Anne-Sophie Bailly

Affaire Sanda Dia, Reuzegom: un grand absent dans le verdict

Anne-Sophie Bailly Rédactrice en chef

La vérité judiciaire du procès de 18 membres du cercle estudiantin Reuzegom responsables de la mort de Sanda Dia n’a pas apporté l’apaisement espéré.

Deux cents à trois cents heures de travaux d’intérêt général et quatre cents euros d’amende. Depuis le prononcé de la peine dont ont écopé les 18 membres du cercle estudiantin flamand Reuzegom pour homicide involontaire, traitements dégradants et infractions à la législation sur le bien-être animal, l’affaire Sanda Dia, du nom de ce jeune étudiant de la KU Leuven décédé à la suite d’un baptême cruel et violent en décembre 2018, a quitté les prétoires pour gagner la rue. A Anvers, Gand et Louvain d’abord, à Bruxelles ensuite, devant les universités et sur les toits et les murs des gares en Flandre, des manifestations de colère à l’égard d’une «justice trop clémente» ont éclaté. L’opinion publique fustige une «justice de classe» et brandit la différence d’origine sociale entre les baptiseurs – issus d’un milieu aisé – et le «bleu» – d’extraction plus populaire – pour expliquer le verdict.

Impossible de répondre objectivement à toutes les questions que charrie le verdict du procès Reuzegom.

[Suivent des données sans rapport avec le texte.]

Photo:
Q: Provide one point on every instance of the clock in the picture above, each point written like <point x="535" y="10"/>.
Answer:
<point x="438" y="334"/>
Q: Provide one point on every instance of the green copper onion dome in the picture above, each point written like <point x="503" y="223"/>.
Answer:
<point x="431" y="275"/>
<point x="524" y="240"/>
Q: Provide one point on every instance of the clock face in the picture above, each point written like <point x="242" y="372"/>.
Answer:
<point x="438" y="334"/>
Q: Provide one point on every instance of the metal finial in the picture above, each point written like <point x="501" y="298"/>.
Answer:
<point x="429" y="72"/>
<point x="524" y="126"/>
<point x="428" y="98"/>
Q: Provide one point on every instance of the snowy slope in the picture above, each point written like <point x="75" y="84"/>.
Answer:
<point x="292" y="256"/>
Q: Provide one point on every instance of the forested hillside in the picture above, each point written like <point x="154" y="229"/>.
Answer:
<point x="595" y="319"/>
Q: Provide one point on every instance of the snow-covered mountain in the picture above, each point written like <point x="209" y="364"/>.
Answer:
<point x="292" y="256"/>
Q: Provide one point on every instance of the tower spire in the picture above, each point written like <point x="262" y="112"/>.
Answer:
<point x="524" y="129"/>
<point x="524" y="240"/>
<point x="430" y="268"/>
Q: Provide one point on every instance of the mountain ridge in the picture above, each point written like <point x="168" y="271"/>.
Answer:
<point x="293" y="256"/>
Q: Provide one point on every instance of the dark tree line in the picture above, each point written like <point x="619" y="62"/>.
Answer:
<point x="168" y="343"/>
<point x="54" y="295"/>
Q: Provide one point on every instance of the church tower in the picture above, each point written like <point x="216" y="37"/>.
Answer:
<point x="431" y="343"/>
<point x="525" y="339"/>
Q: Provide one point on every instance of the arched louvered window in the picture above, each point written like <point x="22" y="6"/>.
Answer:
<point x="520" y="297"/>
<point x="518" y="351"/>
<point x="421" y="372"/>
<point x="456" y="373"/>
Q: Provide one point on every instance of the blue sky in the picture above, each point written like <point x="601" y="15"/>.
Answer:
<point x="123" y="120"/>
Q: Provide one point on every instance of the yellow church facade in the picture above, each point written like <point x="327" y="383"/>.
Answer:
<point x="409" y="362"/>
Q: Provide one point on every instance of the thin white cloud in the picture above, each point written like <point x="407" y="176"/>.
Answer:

La sentence est-elle trop clémente au regard des peines de 18 à soixante mois de prison demandées par le parquet, est-elle disproportionnée par rapport à la gravité des faits? Le jugement aurait-il été identique si la peau de Sanda Dia avait été blanche et celle des 18 accusés de couleur? La peine aurait-elle été différente si les familles de ces comitards n’avaient pu s’offrir les services des meilleurs avocats du pays? Le temps long qui s’est écoulé entre les faits et la tenue du procès a-t-il joué en faveur des accusés? La colère aurait-elle été moins forte si des peines de prison avaient été prononcées? L’anonymat dont ont bénéficié les Reuzegommers dans la presse est-il conforme au respect de la déontologie journalistique? Dans des cas similaires, où le risque de récidive est quasiment nul, le recours aux travaux d’intérêt général est-il systématique? Pourquoi est-ce la Cour d’appel d’Anvers qui a statué dans ce dossier?

Impossible de répondre objectivement à toutes ces questions. La plupart d’entre elles continuent de faire débat et d’alimenter certaines récupérations politiques. Parfois peu glorieuses, parfois à géométrie variable, parfois dangereuses. Trop souvent populistes.

Ne restent que des suppositions que l’établissement du registre central des décisions judiciaires – attendu en septembre prochain, il rassemblera l’ensemble des jugements et arrêts rendus en Belgique – ou le recensement citoyen qui fleurit sur les réseaux sociaux pourront difficilement objectiver.

Ne restent aussi que des émotions traversant le pays. Qui vont de la frustration à la tristesse, en passant par la colère et l’indignation.

Restent également des certitudes. Que la peine est légère. Que cette vérité judiciaire n’a pas apporté l’apaisement espéré. Qu’il n’y a ni réconciliation ni pardon.

Reste enfin le symbole que Sanda Dia est devenu pour ces étudiants assis sur les marches des campus du nord du pays et qui véhiculent un message: «Ici, il n’y pas de place pour le racisme.» Un mot absent du jugement.